Storage Gateway
There are three different types of AWS Storage Gateway services:
Amazon S3 File Gateway (good file sharing):
Provides a file interface to Amazon S3
Supports SMB and NFS protocols
Files are stored as objects in S3 buckets
Maintains frequently accessed data in local cache for low-latency access
Volume Gateway:
Presents iSCSI block storage volumes to applications
Comes in two modes:
Cached Volumes: Primary data in S3, frequently accessed data cached locally (good for data migration)
Stored Volumes: Primary data stored locally, asynchronously backed up to S3 as EBS snapshots (good for backups)

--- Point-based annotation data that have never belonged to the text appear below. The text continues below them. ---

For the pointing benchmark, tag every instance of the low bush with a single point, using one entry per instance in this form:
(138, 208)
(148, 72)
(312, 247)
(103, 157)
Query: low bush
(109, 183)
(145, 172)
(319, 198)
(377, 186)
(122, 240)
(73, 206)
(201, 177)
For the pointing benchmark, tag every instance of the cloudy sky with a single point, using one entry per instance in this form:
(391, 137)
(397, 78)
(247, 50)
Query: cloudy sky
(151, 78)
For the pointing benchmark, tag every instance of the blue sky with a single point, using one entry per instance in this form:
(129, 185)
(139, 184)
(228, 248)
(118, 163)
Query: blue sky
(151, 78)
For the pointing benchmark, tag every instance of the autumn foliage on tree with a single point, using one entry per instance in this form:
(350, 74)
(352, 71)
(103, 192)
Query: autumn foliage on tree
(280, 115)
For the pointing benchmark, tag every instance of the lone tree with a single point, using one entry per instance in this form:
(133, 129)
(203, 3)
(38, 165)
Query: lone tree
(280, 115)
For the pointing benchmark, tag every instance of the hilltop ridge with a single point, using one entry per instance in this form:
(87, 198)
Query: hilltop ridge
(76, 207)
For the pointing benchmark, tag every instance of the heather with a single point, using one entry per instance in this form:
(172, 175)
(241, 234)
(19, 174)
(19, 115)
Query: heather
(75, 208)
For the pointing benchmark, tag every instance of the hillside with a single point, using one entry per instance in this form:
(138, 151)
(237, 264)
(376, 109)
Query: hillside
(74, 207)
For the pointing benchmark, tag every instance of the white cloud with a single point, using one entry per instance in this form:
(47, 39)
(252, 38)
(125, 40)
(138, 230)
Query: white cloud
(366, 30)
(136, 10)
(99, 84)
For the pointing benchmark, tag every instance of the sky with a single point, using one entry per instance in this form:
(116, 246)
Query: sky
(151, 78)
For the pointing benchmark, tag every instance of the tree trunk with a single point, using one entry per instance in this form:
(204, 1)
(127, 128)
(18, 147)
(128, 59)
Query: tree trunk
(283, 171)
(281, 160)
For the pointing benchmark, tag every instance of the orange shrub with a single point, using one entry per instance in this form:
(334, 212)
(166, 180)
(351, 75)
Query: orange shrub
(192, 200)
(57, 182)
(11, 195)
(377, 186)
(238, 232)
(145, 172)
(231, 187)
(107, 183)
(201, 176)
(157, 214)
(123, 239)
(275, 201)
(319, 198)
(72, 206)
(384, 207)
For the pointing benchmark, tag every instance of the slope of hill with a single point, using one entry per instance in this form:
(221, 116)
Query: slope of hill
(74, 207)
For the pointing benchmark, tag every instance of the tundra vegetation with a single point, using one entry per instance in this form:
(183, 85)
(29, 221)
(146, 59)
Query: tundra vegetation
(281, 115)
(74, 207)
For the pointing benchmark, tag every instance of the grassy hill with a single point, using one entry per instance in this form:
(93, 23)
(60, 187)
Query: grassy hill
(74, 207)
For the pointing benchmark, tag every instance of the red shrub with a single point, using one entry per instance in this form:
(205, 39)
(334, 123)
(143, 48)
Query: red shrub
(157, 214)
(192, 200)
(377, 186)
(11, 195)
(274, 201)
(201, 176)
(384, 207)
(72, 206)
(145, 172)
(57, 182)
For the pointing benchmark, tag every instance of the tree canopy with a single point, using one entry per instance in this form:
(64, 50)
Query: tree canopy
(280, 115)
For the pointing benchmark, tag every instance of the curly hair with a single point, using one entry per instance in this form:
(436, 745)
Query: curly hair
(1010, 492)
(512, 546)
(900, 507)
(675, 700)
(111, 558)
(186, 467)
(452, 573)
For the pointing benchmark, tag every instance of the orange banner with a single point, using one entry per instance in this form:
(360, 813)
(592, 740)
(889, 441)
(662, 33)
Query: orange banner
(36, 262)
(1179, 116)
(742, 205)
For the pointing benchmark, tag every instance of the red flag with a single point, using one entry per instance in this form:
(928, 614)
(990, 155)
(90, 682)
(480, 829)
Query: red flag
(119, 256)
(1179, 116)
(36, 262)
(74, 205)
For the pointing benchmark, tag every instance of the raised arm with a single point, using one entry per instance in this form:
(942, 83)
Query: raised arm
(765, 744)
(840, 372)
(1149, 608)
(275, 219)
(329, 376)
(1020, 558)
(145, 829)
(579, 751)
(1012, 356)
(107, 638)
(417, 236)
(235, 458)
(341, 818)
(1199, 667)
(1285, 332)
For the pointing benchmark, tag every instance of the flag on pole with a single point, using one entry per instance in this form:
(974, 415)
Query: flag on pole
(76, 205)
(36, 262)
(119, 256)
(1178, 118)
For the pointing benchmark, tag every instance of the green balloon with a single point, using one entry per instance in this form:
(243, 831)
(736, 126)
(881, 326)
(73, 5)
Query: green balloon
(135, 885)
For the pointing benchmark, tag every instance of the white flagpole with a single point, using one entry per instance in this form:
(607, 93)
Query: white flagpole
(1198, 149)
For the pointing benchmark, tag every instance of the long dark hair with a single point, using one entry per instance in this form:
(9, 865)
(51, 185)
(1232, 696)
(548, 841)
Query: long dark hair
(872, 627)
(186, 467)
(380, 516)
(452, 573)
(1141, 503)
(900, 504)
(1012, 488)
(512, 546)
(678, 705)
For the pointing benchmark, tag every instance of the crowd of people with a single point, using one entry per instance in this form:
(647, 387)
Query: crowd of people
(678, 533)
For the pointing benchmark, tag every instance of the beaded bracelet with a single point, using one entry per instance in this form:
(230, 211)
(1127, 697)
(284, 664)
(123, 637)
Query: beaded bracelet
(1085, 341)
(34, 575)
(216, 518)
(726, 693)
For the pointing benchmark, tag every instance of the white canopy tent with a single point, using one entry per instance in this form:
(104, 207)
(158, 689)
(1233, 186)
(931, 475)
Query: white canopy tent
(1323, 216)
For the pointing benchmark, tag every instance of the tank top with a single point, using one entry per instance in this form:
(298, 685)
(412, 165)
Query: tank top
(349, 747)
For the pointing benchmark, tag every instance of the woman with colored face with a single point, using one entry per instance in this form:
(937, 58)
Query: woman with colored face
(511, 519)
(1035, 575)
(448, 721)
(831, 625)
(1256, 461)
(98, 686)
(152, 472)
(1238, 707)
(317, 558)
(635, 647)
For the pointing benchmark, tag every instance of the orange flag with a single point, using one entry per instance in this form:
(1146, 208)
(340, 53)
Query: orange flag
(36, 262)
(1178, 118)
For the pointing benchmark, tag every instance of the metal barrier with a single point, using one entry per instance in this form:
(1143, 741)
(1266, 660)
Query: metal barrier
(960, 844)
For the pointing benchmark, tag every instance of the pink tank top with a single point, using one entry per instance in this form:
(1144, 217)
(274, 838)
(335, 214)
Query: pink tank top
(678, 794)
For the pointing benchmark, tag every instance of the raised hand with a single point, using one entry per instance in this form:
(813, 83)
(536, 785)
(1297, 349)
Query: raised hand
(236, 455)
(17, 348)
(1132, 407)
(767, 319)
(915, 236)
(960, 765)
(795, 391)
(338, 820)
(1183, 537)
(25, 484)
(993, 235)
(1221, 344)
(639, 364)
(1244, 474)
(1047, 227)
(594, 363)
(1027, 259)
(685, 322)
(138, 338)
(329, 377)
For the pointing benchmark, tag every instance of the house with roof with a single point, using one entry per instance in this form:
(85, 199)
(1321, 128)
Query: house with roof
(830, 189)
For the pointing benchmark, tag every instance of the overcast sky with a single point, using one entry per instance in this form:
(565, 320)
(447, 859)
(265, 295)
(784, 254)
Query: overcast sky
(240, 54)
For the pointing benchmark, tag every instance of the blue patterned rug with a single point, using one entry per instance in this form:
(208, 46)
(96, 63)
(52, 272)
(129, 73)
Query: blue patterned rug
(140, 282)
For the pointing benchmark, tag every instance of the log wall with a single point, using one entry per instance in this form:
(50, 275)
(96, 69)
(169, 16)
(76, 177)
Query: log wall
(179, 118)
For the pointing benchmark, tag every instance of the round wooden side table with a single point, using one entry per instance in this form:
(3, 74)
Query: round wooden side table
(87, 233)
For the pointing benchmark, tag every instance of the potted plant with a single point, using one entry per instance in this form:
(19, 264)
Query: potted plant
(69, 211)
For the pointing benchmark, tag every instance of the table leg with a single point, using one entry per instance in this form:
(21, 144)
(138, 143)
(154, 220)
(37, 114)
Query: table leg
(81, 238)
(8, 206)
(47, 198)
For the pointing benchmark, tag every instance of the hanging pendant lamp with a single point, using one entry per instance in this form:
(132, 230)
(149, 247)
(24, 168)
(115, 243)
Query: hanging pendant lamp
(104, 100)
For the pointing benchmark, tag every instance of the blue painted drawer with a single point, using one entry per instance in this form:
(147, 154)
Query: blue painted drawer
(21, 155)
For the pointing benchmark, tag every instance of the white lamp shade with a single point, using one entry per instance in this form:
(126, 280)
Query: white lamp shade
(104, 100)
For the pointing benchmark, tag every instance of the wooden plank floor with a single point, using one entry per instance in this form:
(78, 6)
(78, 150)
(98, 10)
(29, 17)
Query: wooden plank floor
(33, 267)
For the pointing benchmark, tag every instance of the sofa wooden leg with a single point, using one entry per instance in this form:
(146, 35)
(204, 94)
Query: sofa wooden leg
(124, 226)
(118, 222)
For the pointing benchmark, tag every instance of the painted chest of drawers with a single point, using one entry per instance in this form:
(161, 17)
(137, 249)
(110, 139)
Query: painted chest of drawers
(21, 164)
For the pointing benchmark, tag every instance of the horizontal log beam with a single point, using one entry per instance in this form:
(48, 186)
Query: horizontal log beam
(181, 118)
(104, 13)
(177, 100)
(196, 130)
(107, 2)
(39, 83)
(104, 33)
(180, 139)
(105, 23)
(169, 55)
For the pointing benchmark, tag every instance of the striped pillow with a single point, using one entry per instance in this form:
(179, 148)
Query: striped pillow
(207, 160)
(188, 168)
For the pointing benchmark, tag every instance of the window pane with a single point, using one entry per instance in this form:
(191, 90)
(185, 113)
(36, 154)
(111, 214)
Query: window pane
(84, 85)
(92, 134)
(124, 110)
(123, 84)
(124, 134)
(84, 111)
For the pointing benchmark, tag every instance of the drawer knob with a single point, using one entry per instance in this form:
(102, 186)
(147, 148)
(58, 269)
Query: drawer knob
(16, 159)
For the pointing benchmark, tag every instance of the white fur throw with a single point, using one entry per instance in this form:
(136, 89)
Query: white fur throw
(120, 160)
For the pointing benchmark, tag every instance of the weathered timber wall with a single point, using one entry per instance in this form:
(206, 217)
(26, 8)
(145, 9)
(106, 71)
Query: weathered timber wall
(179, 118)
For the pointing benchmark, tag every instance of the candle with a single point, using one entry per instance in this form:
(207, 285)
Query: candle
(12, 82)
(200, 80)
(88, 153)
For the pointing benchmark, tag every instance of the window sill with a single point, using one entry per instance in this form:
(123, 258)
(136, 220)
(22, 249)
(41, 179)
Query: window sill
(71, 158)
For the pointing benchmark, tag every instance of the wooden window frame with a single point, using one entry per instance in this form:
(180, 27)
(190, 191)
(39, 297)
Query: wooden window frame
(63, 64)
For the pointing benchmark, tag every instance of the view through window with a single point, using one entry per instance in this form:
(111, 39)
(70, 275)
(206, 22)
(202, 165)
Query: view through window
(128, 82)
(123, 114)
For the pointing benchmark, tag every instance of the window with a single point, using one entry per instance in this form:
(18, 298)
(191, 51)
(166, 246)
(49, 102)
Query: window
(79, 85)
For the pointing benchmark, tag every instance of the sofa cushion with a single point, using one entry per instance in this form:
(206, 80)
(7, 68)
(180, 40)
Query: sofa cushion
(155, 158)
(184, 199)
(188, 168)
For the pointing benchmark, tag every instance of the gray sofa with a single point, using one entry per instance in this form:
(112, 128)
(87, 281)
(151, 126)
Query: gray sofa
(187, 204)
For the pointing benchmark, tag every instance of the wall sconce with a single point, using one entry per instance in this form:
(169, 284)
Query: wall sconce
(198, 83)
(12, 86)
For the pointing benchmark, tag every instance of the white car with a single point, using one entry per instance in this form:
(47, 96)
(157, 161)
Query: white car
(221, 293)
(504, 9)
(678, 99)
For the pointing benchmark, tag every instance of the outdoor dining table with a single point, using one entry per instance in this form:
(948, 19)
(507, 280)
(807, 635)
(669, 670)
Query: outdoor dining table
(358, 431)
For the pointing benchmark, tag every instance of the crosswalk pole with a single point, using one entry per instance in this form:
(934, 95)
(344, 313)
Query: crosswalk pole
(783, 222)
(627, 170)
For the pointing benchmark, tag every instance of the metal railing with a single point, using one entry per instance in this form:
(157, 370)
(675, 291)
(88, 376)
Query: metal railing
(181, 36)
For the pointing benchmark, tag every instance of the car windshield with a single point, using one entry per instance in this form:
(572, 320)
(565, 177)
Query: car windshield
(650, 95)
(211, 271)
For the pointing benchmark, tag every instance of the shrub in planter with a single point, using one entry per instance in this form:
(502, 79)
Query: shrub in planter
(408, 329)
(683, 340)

Tape Gateway (previously called "AWS Storage Gateway – Virtual Tape Library"):
Provides a virtual tape infrastructure
Compatible with major backup software applications
Data is stored in virtual tapes backed by S3 and Glacier
Helps organizations replace physical tape infrastructure
Each gateway type serves different use cases:
File Gateway: Best for file shares, data lakes, and general file storage
Volume Gateway: Ideal for disaster recovery, backup, and cloud migration
Tape Gateway: Perfect for organizations wanting to replace physical tape backup systems
Where is the data stored?
It depends on the gateway type:
File Gateway - Store data in S3, with local caching.
Volume Gateway:
Cached volumes - Store data in S3, cache frequently accessed data locally
Stored volumes - Store all data locally, backup to S3
Tape Gateway - Uses S3 and S3 Glacier
NOTE 1: While File Gateway and Volume Gateway Cached volumes seem similar, File Gateway provides file-level access (NFS/SMB) while Volume Gateway provides block-level access (iSCSI).
NOTE 2: Block storage uses iSCSI protocol, not SMB. SMB is for file-level access, while iSCSI is for block-level access.